Yang Tersisa di Secangkir Kopi

masih tersisa senyum dan ragu yang hambar
: sejarah selalu merayap pelan untuk dilupakan.

semalam, sehabis melarutkan malam dengan secangkir kopi
kita tak sempat berdoa agar aroma kopi bisa mengusir sepi

semalaman, kita menuduh kalender tak lagi peduli
: persis puisi pucat yang kabur dari wilayah bahasa.

secangkir kopi dan kita
saling mengintai siapa
lebih dahulu mematikan lampu
menipu cahaya menilap waktu
sebab kita adalah sepasang khianat
yang saling mengejar dan melupa kenangan
pada bibir yang pernah berciuman

: kita tak berdaya
tak sanggup mengekalkan apapun
sebait puisi atau kisah pemberontakan

yang tersisa di cangkir kopi cuma resah yang mengaduh lamat-lamat.

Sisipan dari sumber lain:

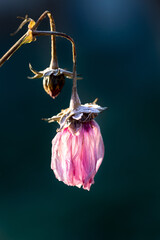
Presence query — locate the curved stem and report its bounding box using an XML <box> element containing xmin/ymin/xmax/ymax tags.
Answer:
<box><xmin>32</xmin><ymin>30</ymin><xmax>81</xmax><ymax>108</ymax></box>
<box><xmin>0</xmin><ymin>32</ymin><xmax>28</xmax><ymax>67</ymax></box>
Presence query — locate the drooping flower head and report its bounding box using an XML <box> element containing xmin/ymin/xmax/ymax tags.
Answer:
<box><xmin>47</xmin><ymin>98</ymin><xmax>106</xmax><ymax>190</ymax></box>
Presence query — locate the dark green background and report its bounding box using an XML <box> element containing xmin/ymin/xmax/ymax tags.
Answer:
<box><xmin>0</xmin><ymin>0</ymin><xmax>160</xmax><ymax>240</ymax></box>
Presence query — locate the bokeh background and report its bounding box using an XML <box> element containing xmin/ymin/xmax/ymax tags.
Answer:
<box><xmin>0</xmin><ymin>0</ymin><xmax>160</xmax><ymax>240</ymax></box>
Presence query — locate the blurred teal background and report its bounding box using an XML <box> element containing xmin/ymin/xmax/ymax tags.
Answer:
<box><xmin>0</xmin><ymin>0</ymin><xmax>160</xmax><ymax>240</ymax></box>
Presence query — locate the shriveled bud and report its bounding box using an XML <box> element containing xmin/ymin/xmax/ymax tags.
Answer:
<box><xmin>43</xmin><ymin>73</ymin><xmax>65</xmax><ymax>98</ymax></box>
<box><xmin>45</xmin><ymin>98</ymin><xmax>106</xmax><ymax>190</ymax></box>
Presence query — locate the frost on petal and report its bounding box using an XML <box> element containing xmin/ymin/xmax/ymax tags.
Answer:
<box><xmin>51</xmin><ymin>120</ymin><xmax>104</xmax><ymax>190</ymax></box>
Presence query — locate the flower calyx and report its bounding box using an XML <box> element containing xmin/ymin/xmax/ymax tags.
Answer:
<box><xmin>43</xmin><ymin>99</ymin><xmax>107</xmax><ymax>134</ymax></box>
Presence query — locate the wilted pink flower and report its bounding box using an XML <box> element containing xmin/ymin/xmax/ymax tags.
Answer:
<box><xmin>47</xmin><ymin>102</ymin><xmax>106</xmax><ymax>190</ymax></box>
<box><xmin>51</xmin><ymin>120</ymin><xmax>104</xmax><ymax>190</ymax></box>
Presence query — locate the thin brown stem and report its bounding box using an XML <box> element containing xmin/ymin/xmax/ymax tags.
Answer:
<box><xmin>31</xmin><ymin>11</ymin><xmax>58</xmax><ymax>69</ymax></box>
<box><xmin>0</xmin><ymin>32</ymin><xmax>28</xmax><ymax>67</ymax></box>
<box><xmin>32</xmin><ymin>30</ymin><xmax>81</xmax><ymax>108</ymax></box>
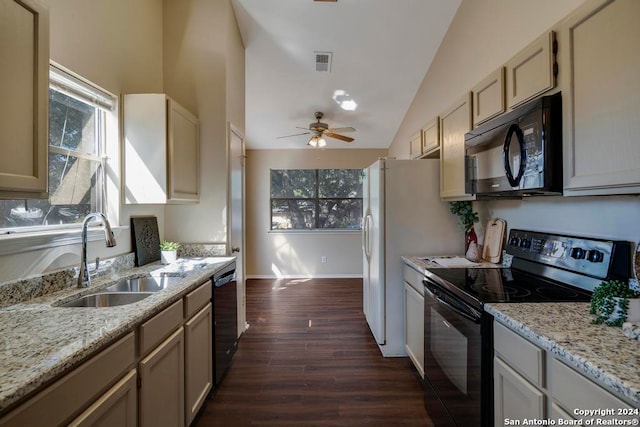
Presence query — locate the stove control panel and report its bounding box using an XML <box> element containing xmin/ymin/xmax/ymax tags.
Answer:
<box><xmin>507</xmin><ymin>229</ymin><xmax>631</xmax><ymax>279</ymax></box>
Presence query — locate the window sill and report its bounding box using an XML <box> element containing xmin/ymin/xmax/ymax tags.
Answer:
<box><xmin>0</xmin><ymin>226</ymin><xmax>129</xmax><ymax>255</ymax></box>
<box><xmin>267</xmin><ymin>228</ymin><xmax>362</xmax><ymax>234</ymax></box>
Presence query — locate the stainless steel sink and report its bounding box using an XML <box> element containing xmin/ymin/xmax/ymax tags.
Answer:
<box><xmin>105</xmin><ymin>275</ymin><xmax>184</xmax><ymax>292</ymax></box>
<box><xmin>59</xmin><ymin>292</ymin><xmax>151</xmax><ymax>307</ymax></box>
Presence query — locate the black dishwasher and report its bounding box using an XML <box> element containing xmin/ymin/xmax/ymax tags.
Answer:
<box><xmin>212</xmin><ymin>260</ymin><xmax>238</xmax><ymax>386</ymax></box>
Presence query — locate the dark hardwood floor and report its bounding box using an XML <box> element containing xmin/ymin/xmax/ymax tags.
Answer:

Sumber: Perbincangan Terakhir dengan Tuan Guru (2018)

Analisis Puisi:

Puisi “Yang Tersisa di Secangkir Kopi” karya Tjahjono Widarmanto merupakan sajak reflektif tentang cinta, waktu, dan kenangan yang berangsur pudar. Dengan gaya tutur yang lembut namun sarat makna, Tjahjono menggambarkan pergulatan batin dua insan yang pernah berbagi keintiman, namun kini hanya tinggal sisa resah yang tertinggal di secangkir kopi. Puisi ini terasa sederhana di permukaan, tetapi menyimpan kedalaman emosional dan filsafat tentang kefanaan.

Tema

Tema utama puisi ini adalah kehilangan dan kefanaan kenangan. Tjahjono Widarmanto mengangkat tema tentang relasi manusia dengan waktu dan cinta yang tak mampu bertahan, meski pernah begitu kuat dan hangat. Secangkir kopi menjadi metafora sentral yang menggambarkan sisa-sisa kenangan dan rasa yang perlahan memudar.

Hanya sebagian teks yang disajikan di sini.